Professor Iain Gray, director of aerospace at Cranfield University and chair of the Drone Industry Action Group said, “This preliminary work is important in starting to inform our understanding of the impact of drone noise levels. What’s key now is that further detailed work takes place, building a more complete picture to inform future operational practices for the industry.”

Increasing understanding of drone noise

Dr Karthik Depuru Mohan, research fellow in Aeromechanical Systems, Cranfield University said, “As our skies become busier with UAVs, it is important to understand the noise impact they may have on the populations below them and the relationship between fight paths and noise spectra.

“A comprehensive study with a wider range of UAV types, flight paths and manoeuvres can help to establish UAV noise standards.”

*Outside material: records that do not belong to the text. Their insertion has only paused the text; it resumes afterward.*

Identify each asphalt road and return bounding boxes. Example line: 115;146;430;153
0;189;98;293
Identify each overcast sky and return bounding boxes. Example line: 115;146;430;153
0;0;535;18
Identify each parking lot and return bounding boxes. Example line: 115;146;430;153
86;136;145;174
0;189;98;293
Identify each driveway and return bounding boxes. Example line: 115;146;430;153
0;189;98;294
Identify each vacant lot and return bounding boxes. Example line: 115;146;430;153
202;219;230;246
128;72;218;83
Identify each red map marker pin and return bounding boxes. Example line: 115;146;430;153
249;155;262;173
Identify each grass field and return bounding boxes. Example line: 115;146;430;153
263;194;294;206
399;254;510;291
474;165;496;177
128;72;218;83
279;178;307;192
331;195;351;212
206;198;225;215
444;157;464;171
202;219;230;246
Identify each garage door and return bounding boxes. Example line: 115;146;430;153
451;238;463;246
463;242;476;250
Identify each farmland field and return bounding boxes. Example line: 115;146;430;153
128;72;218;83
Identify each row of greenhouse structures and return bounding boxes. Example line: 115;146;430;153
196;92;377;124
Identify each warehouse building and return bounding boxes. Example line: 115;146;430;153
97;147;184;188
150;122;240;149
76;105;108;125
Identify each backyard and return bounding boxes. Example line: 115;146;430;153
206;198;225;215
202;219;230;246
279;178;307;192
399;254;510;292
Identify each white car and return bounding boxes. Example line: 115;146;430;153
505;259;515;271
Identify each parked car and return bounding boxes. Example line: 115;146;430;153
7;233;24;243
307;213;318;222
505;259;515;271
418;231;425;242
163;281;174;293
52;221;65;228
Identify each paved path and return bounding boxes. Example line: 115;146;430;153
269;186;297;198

Along with absolute noise levels, the type of noises generated by drones is also a subject for research. Certain noises – such as the buzzing sound of some drones – may be considered more annoying or disturbing than others. As drones land or take off their noise levels may also change, and this may have an impact on those living in the immediate area.

Dr Simon Jude, senior lecturer in environmental decision making at the Centre for Environmental and Agricultural Informatics and lead of Cranfield’s Urban Observatory project said, “This research highlights the urgent need for further work to investigate public understanding, perceptions and acceptability of UAV noise. Knowledge and attitudes towards drones vary across society and public concerns and perceptions could be a barrier to adoption if not addressed.”

Data will help shape urban soundscape

Graham Brown, CEO of ARPAS-UK said, “Having initiated the activity in conversations with Cranfield, we are very pleased that this exercise was carried out with the right team in place. ARPAS members were involved with the flying so thanks to those who made themselves available.

“This is all about making sure the right data is available to guide decisions and we look forward to being involved as the activity continues.”

Peter Rafano from Envirosuite said, “The urban soundscape over the coming decade will change with the implementation of drones, undertaking everything from deliveries of goods to households, through to urgent medical supplies to hospitals.

“We welcome the opportunity to use our accurate, yet easy to use EVS Omnis noise monitoring technology to allow these trials to go ahead and the data to be shared and analysed. The results will help shape for the better the urban soundscape we all live in.”

Further tests are now planned to gather more data so that a comprehensive analysis can be undertaken by Cranfield’s specialist teams and the potential societal impact of such noise better understood.